Biomarkers could also be used to better target patients more likely to respond and thus increase the therapeutic window by stratifying and treating patients according to their biomarker profile. This would potentially improve treatment response by treating only patients with the best chances to respond. Currently, the PD-L1 biomarker has been used in such evaluations, and while correlated with potential response in a number of tumor types, it is not the only relevant biomarker for immune-based therapies. Other promising immunotherapy biomarkers include genomic markers, such as the determination of mutational burden and production of neo-antigens, along with blood-based biomarkers of the immune response.
Retrospective and prospective analyses in clinical trials will hopefully lead to further novel biomarker discoveries and applications, and enable earlier phase screening of patients. However, much more work is required to define the most predictive biomarker or combination of biomarkers for immunotherapies.
Considerations for Clinical Success
With more drug candidates, possible targets, approaches and mechanisms to explore, the immuno-oncology field holds great promise for the industry and patients, yet has distinct development needs quite unlike any other oncology treatment.
Drug developers must consider strategies for identifying patients in an increasingly competitive trial landscape, training and supporting investigators, providing adequate site and patient monitoring and bioinformatic needs to better support the increasing complexity of biomarker studies. Suitable site selection also factors into the equation, in that a site must be able to handle the unique volume, complexity and timeline requirements of an immunotherapy trial.
Past performance in previous trials and relevant oncology experience are key factors to consider when considering suitable sites. With a proprietary knowledgebase that has visibility to more than 40% of the world’s trials, Covance can apply its Xcellerate® Informatics Suite to identify the best sites and investigators for performing these specialized trials. Finding patients is also optimized with access to 75 million de-identified patient test results in the LabCorp database to get these trials optimally designed and placed closer to relevant patient populations.
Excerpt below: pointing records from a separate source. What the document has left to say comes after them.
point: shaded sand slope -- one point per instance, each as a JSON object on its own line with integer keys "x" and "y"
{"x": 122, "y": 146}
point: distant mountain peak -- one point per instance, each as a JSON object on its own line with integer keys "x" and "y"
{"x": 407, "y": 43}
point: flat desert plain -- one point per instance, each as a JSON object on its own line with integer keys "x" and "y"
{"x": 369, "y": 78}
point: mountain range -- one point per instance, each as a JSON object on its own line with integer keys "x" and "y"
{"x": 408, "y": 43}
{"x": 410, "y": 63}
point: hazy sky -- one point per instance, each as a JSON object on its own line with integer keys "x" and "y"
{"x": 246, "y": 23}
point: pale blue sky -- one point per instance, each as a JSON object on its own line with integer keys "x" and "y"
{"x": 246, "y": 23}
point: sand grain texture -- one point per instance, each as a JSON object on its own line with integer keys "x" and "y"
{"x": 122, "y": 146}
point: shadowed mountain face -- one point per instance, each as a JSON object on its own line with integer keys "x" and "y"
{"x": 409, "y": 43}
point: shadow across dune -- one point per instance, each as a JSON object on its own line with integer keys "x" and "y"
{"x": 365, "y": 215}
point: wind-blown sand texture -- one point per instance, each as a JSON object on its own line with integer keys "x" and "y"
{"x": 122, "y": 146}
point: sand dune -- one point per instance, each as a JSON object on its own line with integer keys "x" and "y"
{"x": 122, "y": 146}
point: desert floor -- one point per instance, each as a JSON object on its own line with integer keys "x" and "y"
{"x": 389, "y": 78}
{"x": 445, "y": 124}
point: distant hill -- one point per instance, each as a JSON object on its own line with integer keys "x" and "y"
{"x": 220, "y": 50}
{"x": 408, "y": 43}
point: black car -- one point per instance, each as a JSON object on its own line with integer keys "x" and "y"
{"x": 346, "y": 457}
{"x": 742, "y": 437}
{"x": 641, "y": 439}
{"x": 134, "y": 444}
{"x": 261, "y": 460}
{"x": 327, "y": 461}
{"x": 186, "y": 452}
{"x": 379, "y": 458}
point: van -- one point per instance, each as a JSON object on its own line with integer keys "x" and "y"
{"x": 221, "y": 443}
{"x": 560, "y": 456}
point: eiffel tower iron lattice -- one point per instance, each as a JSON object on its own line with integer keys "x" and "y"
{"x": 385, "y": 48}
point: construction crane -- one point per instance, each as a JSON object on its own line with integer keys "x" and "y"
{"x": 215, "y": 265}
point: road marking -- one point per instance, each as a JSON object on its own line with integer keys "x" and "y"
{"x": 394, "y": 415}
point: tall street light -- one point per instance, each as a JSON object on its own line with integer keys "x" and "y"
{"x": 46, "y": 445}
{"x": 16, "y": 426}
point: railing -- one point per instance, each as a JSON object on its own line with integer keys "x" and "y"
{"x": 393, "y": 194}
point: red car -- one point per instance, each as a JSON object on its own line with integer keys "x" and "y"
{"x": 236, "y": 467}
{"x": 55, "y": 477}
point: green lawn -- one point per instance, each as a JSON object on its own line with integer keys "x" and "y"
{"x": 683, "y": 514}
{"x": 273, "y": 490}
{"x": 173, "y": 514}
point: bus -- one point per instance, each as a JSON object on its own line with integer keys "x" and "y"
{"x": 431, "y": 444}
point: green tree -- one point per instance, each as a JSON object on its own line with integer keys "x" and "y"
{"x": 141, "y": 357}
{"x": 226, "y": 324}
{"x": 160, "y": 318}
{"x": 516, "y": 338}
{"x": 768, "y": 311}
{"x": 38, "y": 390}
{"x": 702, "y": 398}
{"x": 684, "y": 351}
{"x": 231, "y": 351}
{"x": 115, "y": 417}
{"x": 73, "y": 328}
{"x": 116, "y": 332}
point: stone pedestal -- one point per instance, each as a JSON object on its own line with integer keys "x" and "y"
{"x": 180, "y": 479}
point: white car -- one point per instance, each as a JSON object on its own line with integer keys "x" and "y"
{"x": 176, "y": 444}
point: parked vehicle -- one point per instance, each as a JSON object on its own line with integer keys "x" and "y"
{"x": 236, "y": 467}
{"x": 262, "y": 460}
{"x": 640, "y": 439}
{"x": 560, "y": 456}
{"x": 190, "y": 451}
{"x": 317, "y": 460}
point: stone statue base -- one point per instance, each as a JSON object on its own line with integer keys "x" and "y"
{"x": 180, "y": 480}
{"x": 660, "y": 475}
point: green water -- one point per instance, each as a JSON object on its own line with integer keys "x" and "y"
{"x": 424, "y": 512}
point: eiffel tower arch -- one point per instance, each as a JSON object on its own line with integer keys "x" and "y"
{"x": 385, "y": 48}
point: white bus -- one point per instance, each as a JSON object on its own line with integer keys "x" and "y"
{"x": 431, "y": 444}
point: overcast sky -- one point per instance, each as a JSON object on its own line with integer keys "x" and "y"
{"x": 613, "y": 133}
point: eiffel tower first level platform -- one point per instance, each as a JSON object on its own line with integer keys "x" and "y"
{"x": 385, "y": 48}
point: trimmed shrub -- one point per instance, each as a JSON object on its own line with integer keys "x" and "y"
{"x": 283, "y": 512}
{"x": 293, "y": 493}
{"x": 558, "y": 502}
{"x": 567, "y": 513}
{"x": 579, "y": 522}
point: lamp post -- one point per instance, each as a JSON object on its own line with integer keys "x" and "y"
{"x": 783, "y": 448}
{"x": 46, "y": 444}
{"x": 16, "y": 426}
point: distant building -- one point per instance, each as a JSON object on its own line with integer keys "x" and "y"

At the most granular level, it’s important to note the unique staffing requirements for an immunotherapy trial. Investigators and clinical research associates must understand how immune-related response criteria differ from those of other oncology treatments. The therapy may take more time to generate a response or the tumor may swell (“pseudo” disease progression) before it shrinks.
To ensure trial compliance, a well-documented plan should outline when to continue or end treatment based on specific response patterns. And from the safety perspective, site staff should be well versed in recognizing, reporting and treating any immune-related adverse events (iRAEs) that appear during the study.
A strong clinical strategy is only one part of the complex equation. With new indications, combination therapies, alternative treatment approaches as well as the response criteria defined by biomarkers, our field has great capacity for discovery and improvement of immunotherapies and their administration. These very unique characteristics pose an immense and imminent challenge, yet it is these same attributes that offer tremendous potential to transform cancer therapy and improve patient survival outcomes.